Mozina Collapses at Lectern During Book Event

BY Dwayne Nelson (QSP)

Grand Rapids, MI — The rigors of a book tour that has brought both high sales and high drama apparently caught up to Andy Mozina at Schuler’s Books in Grand Rapids Saturday afternoon. After thanking his host for her “shamefully generous introduction,” Mozina mumble-sang the opening bars of “The Star Spangled Banner,” then suddenly tipped backwards, bounced off a table covered with books, spun sideways, and fell face down on the floor.

The three audience members were shocked when Mozina moaned, “It’s a lectern, not a podium!”

Under questioning from paramedics, Mozina confessed to eating a “half pound, maybe more” of peanut M & M’s just a few minutes before addressing his audience. In his pockets were several “buy one get one free” coupons for 64-ounce bags of Twizzlers.

Mozina’s appearance on the sidewalk outside the Clinton Public Library in Clinton, MI, has been postponed pending his return to health.

There were several reports that Mozina had been quarreling with his personal chef in the days leading up to his collapse.

The heavily disguised mystery chef, a fixture at Mozina’s readings up to this point, was not a part of Mozina’s entourage at the Grand Rapids reading, sparking speculation the two had had a falling out over Mozina’s increasingly unhealthy diet. In a voice distorted by a mouthpiece that alters the timbre and inflections of the speaker, the chef had been overheard yelling “you’re not taking me down with you!” in the parking lot of a KFC in East Lansing just days earlier.

Mozina issued a press release from his home in Kalamazoo where he is recuperating, calling on his readers to “remember why we started this book tour in the first place” and exhorting them: “SNACK FREE OR DIE!!!”

By amozina

Author of the short story collections THE WOMEN WERE LEAVING THE MEN and QUALITY SNACKS and the novel CONTRARY MOTION.


  1. Andy, just remember how tough it was to quit eating Cap’n Crunch until the roof of your mouth bled. That was dangerous, hard-core, snack’in. You can lick this thing!

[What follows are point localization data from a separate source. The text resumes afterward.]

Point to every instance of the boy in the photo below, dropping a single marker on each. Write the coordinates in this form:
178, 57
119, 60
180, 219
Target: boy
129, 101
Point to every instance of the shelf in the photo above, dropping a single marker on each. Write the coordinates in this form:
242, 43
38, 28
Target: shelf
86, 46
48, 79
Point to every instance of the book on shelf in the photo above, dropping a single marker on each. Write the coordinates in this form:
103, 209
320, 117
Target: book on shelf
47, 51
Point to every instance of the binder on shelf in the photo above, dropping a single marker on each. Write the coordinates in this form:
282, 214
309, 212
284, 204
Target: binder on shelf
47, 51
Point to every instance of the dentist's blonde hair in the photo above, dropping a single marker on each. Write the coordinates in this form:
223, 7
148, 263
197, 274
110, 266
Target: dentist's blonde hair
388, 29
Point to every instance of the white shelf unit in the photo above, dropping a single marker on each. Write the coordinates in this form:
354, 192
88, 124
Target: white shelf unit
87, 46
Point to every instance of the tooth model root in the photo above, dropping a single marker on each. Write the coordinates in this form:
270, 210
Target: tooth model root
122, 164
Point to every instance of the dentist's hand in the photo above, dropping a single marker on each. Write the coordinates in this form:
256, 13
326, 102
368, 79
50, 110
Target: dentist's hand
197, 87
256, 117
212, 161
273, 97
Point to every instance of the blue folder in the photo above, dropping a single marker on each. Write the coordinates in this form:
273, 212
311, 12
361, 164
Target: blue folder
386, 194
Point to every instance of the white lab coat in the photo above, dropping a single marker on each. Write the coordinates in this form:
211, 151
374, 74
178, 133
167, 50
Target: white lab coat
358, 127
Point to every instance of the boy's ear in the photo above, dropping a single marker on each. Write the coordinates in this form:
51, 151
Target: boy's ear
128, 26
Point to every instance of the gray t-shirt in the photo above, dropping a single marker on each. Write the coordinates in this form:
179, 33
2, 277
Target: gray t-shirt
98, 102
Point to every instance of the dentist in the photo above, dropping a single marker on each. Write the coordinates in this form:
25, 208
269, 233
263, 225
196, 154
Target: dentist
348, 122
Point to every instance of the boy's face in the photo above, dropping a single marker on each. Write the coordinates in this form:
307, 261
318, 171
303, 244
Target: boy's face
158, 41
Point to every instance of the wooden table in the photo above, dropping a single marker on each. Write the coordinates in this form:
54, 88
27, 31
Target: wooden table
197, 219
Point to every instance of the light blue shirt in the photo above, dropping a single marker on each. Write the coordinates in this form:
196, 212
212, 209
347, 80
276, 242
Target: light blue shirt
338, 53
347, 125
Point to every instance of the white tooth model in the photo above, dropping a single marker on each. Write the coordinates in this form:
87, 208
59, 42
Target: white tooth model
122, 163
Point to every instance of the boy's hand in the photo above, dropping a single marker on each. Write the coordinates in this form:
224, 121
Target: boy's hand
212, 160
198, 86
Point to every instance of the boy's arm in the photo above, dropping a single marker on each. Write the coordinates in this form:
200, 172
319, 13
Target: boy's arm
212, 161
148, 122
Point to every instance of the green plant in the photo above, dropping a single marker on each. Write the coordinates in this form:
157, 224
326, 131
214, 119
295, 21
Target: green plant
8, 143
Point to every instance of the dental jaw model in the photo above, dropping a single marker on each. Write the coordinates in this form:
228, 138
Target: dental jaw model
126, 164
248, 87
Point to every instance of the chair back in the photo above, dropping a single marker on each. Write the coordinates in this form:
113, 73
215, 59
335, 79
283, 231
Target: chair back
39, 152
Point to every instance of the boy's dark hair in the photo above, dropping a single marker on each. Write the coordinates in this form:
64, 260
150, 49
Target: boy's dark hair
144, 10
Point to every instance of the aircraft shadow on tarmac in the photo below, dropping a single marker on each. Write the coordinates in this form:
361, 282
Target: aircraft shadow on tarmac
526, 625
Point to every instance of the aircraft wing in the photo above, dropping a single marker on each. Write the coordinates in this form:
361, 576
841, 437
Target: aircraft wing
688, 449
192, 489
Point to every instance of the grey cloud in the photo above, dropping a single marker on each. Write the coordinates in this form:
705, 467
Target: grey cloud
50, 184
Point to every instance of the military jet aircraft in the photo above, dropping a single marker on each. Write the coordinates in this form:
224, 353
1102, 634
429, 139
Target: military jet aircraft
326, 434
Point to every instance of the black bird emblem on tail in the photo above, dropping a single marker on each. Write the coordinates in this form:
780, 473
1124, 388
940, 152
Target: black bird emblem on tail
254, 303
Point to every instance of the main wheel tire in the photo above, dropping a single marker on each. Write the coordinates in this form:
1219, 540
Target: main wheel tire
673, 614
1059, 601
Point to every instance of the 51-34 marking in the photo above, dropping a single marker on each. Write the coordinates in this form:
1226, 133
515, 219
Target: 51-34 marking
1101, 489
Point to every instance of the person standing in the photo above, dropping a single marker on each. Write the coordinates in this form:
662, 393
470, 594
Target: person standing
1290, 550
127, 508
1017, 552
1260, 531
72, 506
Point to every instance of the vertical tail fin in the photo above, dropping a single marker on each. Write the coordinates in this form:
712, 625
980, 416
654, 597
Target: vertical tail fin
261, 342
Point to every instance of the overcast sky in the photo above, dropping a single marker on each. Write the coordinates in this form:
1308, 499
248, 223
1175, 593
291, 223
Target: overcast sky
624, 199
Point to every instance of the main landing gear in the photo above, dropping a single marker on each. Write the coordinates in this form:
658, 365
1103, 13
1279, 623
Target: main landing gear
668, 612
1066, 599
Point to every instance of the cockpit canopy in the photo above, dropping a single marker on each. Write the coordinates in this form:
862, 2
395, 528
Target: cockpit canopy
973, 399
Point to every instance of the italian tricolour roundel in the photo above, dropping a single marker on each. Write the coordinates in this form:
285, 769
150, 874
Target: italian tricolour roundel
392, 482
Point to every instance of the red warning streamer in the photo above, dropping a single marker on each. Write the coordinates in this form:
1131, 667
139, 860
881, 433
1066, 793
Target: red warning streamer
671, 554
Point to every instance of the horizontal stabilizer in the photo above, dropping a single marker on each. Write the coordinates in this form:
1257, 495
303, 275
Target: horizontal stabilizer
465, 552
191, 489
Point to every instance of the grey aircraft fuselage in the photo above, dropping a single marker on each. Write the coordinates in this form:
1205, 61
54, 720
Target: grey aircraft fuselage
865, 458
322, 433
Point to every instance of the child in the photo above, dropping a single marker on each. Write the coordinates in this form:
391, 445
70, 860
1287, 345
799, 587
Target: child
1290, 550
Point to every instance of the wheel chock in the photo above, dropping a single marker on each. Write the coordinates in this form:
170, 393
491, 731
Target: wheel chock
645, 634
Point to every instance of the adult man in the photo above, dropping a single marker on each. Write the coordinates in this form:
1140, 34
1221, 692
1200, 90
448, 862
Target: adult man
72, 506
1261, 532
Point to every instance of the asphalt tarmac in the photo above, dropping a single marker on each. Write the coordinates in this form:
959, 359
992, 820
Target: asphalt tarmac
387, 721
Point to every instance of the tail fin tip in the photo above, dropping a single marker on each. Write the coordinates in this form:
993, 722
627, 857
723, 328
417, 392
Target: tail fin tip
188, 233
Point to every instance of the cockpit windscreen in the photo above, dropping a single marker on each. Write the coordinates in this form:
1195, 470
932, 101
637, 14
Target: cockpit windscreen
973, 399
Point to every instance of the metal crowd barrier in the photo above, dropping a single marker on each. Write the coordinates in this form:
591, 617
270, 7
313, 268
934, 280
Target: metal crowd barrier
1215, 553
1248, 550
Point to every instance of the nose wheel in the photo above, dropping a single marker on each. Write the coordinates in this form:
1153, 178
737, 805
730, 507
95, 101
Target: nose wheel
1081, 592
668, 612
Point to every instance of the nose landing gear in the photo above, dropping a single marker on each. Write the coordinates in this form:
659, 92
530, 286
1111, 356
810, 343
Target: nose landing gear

  2. And ho-dee-hey, the Clown Prince of The Rust belt serves up another steaming and festering pile of out/and/out LIES. Duane Nelson my eye. Mozina, your outdoing yourself on God’s green Ineternet for everyone to see. And the jokes on YOU. Or its ABOUT TO BE.

    So laugh it up some more, Mr. Funny Joke Man (thats what they call you in CLOWN COLLEGE). There’s a path for the humble and righteous amongst us, and its spelled A-T-O-N-E-M-E-N-T. And the security door is closing and the jetway’s about to retract.

    Am I making my self clear enough?